Date of birth: 1896
Date of death: 16.08.1917
Area: Outwood, Wakefield
Regiment: 7th Battalion, King’s own Yorkshire Light Infantry
Family information: Youngest son of George and Selina Ingle
Service number: 20034
When war was declared on 4th August 1914, William was living with his father at Rydal Mount, Silver Street, Outwood. In the following November, William Ingle enlisted in the Kings Own Yorkshire Light Infantry. Private William Ingle arrived in France on 7th August 1915, and later joined the 7th KOYLI
The 7th (Service) Battalion, attached to the 61st Brigade, 20th (Light) Division, moved to France on 22nd July 1915. Towards the end of September 1915, the 7th KOYLI went into the line in the Laventie sector, three miles north of Neuve Chapelle. The 7th KOYLI remained in Flanders for some time and in February 1916 they were deployed in the northern part of the Ypres Salient. This was a particularly active area and the battalion sustained a number of casualties.
The Battle of the Somme began on 1st July 1916, but the 20th Division was not involved until late August. On 22nd August the 7th KOYLI went into the trenches opposite Ginchy, during the Guillemont operations. At noon on 3rd September, the 7th KOYLI was in support during the 20th Division attack on Guillemont. On the 16th September, during the third phase of the Battle of the Somme, 61st Brigade was involved in an attack towards Les Boeufs and gained some ground. However, due to lack of support on the left flank, they had to consolidate the line gained, which was about 400 yards from their objective. The 7th KOYLI returned to the action on the 18th September and again on the 7th October, when the final thrust was delivered. The 7th KOYLI, in Division, was to remain on the Somme throughout the winter months.
On the 21st July 1917, the 7th KOYLI moved north to Proven, to prepare for the third Battle of Ypres, which was to begin on the 31st July. A short tour in the line followed, when the battalion experienced mustard gas for the first time.
On 15th August, the 7th KOYLI, in Brigade, was in assembly positions on the forward slopes of Pilkem Ridge. At 03.30 hrs. on 16th August, under an intense barrage, 7th KOYLI advanced towards the village of Langemarck. The ground in front was covered in water-filled shell holes and it was difficult to keep pace with the creeping barrage, as men became stuck in the mud. By the time they were 100 yards from their first objective, almost half the battalion were casualties from machine-gun fire. With the first objective taken, the battalion found the ground to the second objective was a sea of mud. With the direct line impassable, the battalion progressed around the swamp and reached their second objective and dug in. There was enemy shelling for the rest of the day, but the battalion remained in these positions, until relieved during the night of 17th August. The 7th KOYLI sustained over 200 casualties during the attack.
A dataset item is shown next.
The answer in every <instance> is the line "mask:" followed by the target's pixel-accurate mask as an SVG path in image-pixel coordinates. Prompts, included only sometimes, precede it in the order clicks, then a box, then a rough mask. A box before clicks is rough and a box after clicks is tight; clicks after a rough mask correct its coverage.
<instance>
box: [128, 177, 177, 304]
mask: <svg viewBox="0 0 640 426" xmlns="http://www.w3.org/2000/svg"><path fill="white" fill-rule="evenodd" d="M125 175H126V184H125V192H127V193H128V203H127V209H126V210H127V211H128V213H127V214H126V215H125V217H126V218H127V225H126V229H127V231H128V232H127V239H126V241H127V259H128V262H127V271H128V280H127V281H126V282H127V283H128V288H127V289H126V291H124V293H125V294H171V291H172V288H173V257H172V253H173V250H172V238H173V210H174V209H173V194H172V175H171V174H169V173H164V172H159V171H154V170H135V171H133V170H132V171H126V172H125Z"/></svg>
Initially reported wounded and missing, Private William Ingle was in fact killed in action on the 16th August 1917. His body was not identified and his name is included on the Tyne Cot Memorial. Some 9 km. east of Ypres, the Memorial forms the north-east boundary of the Tyne Cot Cemetery. The Memorial also marks the furthest point reached by Commonwealth forces in Belgium, until nearly the end of the war. There are almost 35000 names, of officers and men from the United Kingdom and New Zealand, inscribed on the walls. All of whom died on the Ypres Salient after 16th August 1917 and have no known grave.
William Ingle was born on 5th February 1896, the youngest son of George and Selina Ingle, of Coach Road, Outwood. He was baptised two months later, on 5th April, at St Mary Magdalene Church, Outwood. At this time, George Ingle, his father, was employed as a foreman road maker, however he soon progressed to become Highway Surveyor, for Stanley Urban Council. In February 1902, with William just six years old, his mother, Selina Ingle, died, aged 40 years. Later the family moved to May Villas, in Ledger Lane and William attended the nearby Council School. Whilst at Ledger Lane Council School he won a scholarship which entitled him to attend the Wakefield Grammar School. On leaving school, William Ingle was employed in the Engineering Department, at Lofthouse Colliery.